I started working when I was 19 in part time jobs like being a private tutor, service crew at the zoo and telemarketer. Coming out to the working world at 23 then was led by a desire to meet a need in society or to help a certain group of people and of course just for economic reasons. In about 10 years, I changed industry 3 times and switched from full-time, to part-time, to freelance, and then to working from home part-time.
And in these 10 years, I've felt disillusioned with the work sometimes, frustrated with things I want to see a change in but cannot change, much confusion in the direction to head in and the constant dilemma between staying at home and going back to work. Maybe it was those endless nights of breastfeeding which had me reflecting on my life's purpose and destiny, or maybe it is just the coming of age and the approaching 'mid-life crisis'.

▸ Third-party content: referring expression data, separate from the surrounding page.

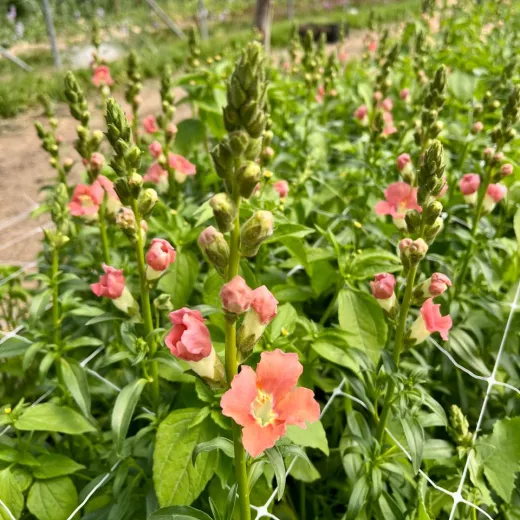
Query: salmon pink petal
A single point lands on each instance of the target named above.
(298, 407)
(257, 439)
(236, 402)
(278, 373)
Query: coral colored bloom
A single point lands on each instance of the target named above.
(236, 296)
(111, 284)
(282, 187)
(86, 200)
(400, 197)
(495, 193)
(101, 76)
(189, 338)
(266, 402)
(155, 149)
(150, 125)
(159, 256)
(429, 321)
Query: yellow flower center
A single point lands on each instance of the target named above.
(262, 409)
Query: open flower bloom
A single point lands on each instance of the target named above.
(158, 175)
(189, 340)
(383, 287)
(86, 200)
(429, 321)
(236, 296)
(160, 255)
(101, 76)
(182, 167)
(282, 187)
(264, 308)
(400, 197)
(469, 185)
(265, 402)
(150, 125)
(495, 193)
(112, 285)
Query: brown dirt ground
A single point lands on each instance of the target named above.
(24, 166)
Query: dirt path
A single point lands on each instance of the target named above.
(24, 167)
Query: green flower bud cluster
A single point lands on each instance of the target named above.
(429, 128)
(193, 61)
(134, 84)
(504, 132)
(459, 428)
(431, 183)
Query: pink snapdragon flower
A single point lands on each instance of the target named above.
(112, 285)
(150, 125)
(383, 287)
(190, 340)
(266, 402)
(86, 200)
(429, 321)
(236, 296)
(182, 167)
(159, 256)
(155, 149)
(158, 175)
(101, 76)
(495, 193)
(469, 185)
(400, 197)
(282, 187)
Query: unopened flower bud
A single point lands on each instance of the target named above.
(215, 248)
(224, 210)
(254, 231)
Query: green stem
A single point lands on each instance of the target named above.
(55, 296)
(398, 349)
(145, 304)
(232, 369)
(103, 231)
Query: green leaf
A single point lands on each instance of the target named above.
(191, 133)
(362, 319)
(54, 465)
(179, 513)
(278, 465)
(53, 499)
(285, 319)
(11, 495)
(177, 481)
(180, 281)
(218, 443)
(312, 437)
(415, 438)
(124, 410)
(53, 418)
(75, 379)
(499, 454)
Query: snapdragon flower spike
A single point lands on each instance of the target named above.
(236, 296)
(469, 185)
(436, 285)
(494, 194)
(400, 197)
(383, 287)
(264, 308)
(265, 402)
(160, 255)
(112, 285)
(429, 321)
(190, 340)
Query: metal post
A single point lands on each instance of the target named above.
(166, 19)
(51, 32)
(203, 17)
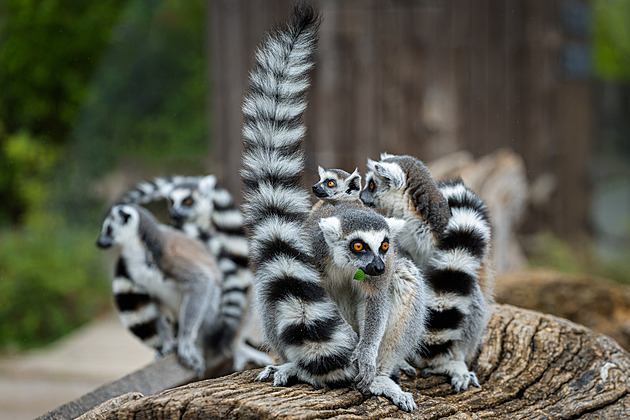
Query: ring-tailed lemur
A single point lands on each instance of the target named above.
(448, 236)
(298, 259)
(337, 185)
(207, 212)
(176, 271)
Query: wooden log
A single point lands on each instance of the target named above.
(531, 366)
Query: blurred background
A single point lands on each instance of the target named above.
(96, 96)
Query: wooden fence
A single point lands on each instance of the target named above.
(427, 78)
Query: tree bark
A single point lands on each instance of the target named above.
(530, 366)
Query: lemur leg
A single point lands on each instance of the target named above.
(244, 354)
(407, 369)
(195, 305)
(455, 367)
(167, 337)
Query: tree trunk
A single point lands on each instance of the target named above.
(531, 366)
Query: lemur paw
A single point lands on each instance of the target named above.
(407, 369)
(365, 377)
(385, 387)
(405, 401)
(460, 382)
(266, 373)
(281, 374)
(167, 348)
(245, 354)
(190, 357)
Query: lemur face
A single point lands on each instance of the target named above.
(384, 183)
(365, 248)
(337, 185)
(191, 201)
(120, 225)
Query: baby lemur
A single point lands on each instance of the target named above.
(177, 272)
(320, 276)
(448, 236)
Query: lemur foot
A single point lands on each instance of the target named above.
(281, 374)
(461, 382)
(407, 369)
(167, 348)
(385, 387)
(266, 373)
(460, 376)
(190, 356)
(245, 354)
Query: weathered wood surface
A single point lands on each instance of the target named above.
(599, 304)
(531, 366)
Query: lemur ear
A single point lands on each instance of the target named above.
(124, 215)
(371, 164)
(395, 225)
(354, 181)
(386, 155)
(331, 227)
(207, 184)
(391, 172)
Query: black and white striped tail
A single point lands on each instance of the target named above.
(459, 317)
(157, 189)
(226, 240)
(138, 310)
(300, 323)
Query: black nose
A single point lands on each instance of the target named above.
(367, 199)
(176, 218)
(103, 243)
(319, 191)
(375, 268)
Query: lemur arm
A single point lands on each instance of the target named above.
(372, 329)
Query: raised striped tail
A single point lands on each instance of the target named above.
(464, 244)
(300, 323)
(456, 271)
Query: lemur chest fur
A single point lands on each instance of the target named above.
(345, 292)
(145, 272)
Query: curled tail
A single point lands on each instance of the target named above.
(300, 323)
(140, 312)
(157, 189)
(468, 233)
(458, 315)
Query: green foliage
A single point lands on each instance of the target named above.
(83, 85)
(611, 39)
(149, 96)
(48, 51)
(28, 164)
(51, 281)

Recently I also have been hearing friends lamenting about being stuck in the same industry since they graduated and they don't know what else they can do with their lives if they quit. Some have experienced burned out, while some have been rather despondent about still not being able to fulfil their dreams. I've had these thoughts too, and sometimes on some bad days when I'm pulling my hair out with the kids, still wallow in them.
Then God started showing me my gifts. Gifts that I've left behind or forgotten due to the worries and cares of the world, and now which I'm starting to rediscover one by one, day by day. I know some of the gifts cannot 'earn' me a living. But one thing for sure is that the gifts that God has given me, have an eternal purpose.
This Christmas, my wish for everyone is that God will reveal to you your gifts, God will give you wisdom regarding your gift and this gift will become a precious stone which will give you a clear direction in your career and life. Blessed Christmas and Happy New Year everyone!